Climate change, drought and the future of beef
For ranchers, a bigger concern is drought. Without enough rain, it’s difficult to grow enough food to feed cattle in the winter, said Sanburg, who has “about 300 to 350 mother cows” on his ranch in Eckert.
“We cut back our herd by one fifth and didn’t retain as many heifers. A number of producers south of us had to sell off their whole herd because they had no winter feed,” he said. “We’re getting moisture now, and that’s a good thing. But as dry as conditions were last year, it will take significant precipitation to build up soil moisture.”
The ongoing trade war also hasn’t skipped Colorado beef entirely.
While Colorado’s beef sales to China grew by more than 2,000 percent last year, China was a mere quarter of a percent of all Colorado beef exports. South Korea’s share was 29.4 percent.
But that is only edible beef.
China is the state’s largest buyer of hides and skins. Because of the tit-for-tat tariffs, China’s imports of such U.S. products declined 41.9 percent as of October, compared to the same 10-month period in 2017. Lipetzky, with the state agriculture department, attributed the decline to the trade war and to Australia’s oversupply, which gave other countries an alternative.

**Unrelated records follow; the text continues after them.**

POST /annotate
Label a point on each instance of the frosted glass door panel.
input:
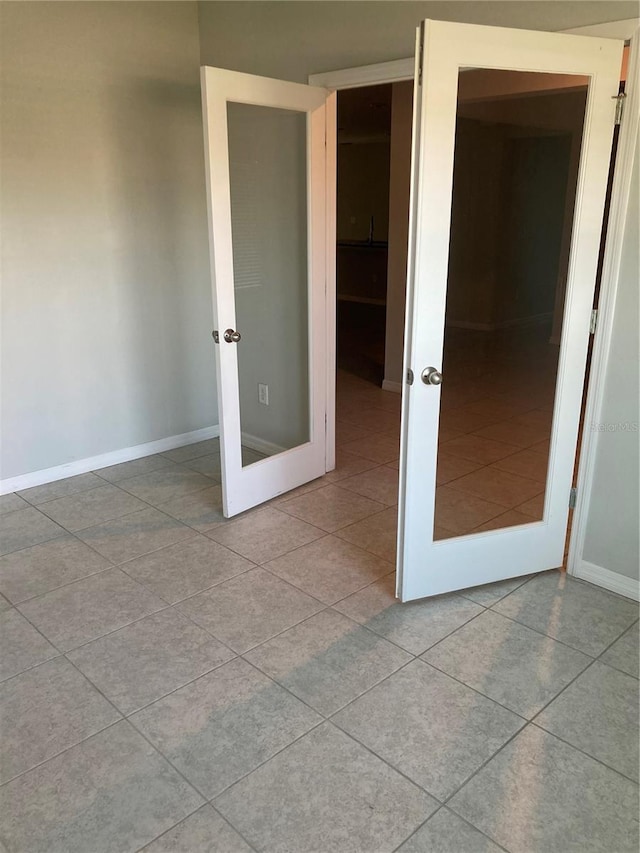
(268, 189)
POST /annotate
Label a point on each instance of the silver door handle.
(430, 376)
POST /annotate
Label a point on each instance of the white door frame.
(403, 69)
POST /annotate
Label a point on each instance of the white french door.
(266, 188)
(442, 545)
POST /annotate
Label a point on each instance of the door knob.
(430, 376)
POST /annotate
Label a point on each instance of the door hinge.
(619, 99)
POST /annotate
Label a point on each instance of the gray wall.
(612, 527)
(291, 40)
(106, 305)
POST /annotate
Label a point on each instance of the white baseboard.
(261, 445)
(612, 581)
(104, 460)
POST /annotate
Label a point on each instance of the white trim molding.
(366, 75)
(104, 460)
(613, 581)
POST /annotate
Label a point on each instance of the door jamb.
(403, 69)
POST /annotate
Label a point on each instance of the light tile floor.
(171, 681)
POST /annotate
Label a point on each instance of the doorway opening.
(517, 151)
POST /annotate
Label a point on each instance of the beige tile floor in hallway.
(171, 681)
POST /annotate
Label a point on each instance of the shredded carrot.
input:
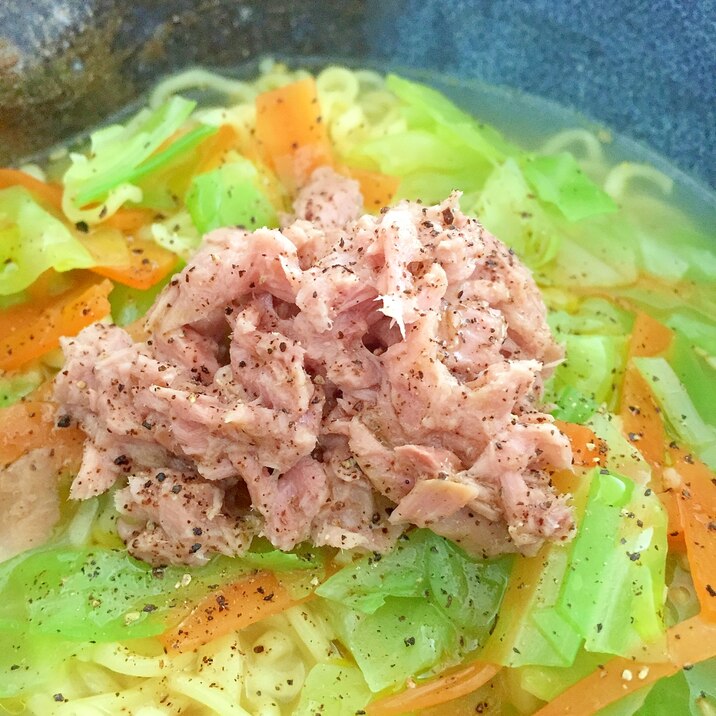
(640, 416)
(51, 194)
(30, 331)
(223, 141)
(291, 133)
(587, 449)
(31, 424)
(696, 502)
(440, 690)
(689, 642)
(378, 189)
(228, 609)
(148, 264)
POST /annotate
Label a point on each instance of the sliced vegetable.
(434, 692)
(378, 189)
(129, 220)
(587, 449)
(131, 304)
(29, 331)
(697, 375)
(613, 592)
(229, 196)
(696, 499)
(27, 425)
(559, 180)
(291, 132)
(336, 689)
(451, 601)
(228, 609)
(15, 386)
(148, 263)
(33, 241)
(605, 590)
(690, 642)
(120, 155)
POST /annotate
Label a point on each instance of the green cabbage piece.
(15, 386)
(509, 209)
(404, 612)
(122, 155)
(691, 691)
(596, 338)
(696, 374)
(130, 304)
(229, 196)
(33, 241)
(99, 594)
(557, 179)
(335, 689)
(680, 412)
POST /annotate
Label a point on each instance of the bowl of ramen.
(333, 384)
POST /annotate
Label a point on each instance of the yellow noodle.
(198, 78)
(206, 694)
(311, 633)
(571, 138)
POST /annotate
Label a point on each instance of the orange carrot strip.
(31, 424)
(50, 193)
(446, 687)
(696, 501)
(291, 133)
(675, 525)
(228, 609)
(378, 189)
(28, 332)
(587, 449)
(223, 141)
(649, 337)
(641, 421)
(640, 416)
(689, 642)
(148, 264)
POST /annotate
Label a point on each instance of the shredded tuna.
(336, 381)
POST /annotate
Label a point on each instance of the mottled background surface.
(647, 68)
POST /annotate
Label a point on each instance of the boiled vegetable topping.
(377, 383)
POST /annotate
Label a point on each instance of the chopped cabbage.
(33, 241)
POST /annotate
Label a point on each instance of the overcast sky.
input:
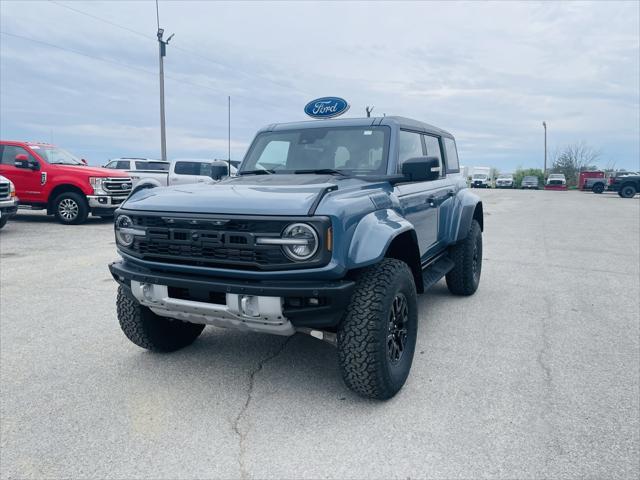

There’s also concern with Colorado’s future with Japan, which dropped to number two last year of top importers of Colorado beef. The renegotiated Trans-Pacific Partnership between 11 remaining members, including Australia and Japan, went into effect Dec. 30. It has Japan decreasing tariffs on beef to 9 percent over the next 15 years for members. For everyone else, including the U.S., Japan’s tariff on chilled beef remains at 38.5 percent.
“There will be tariff disadvantages with the major market of Japan, and that could potentially be large. We may lose market share,” said Sanburg, who also serves on the Cattlemen’s Beef Promotion and Research Board. “But quality wise, they (foreign markets) enjoy our high quality, corn-fed beef.”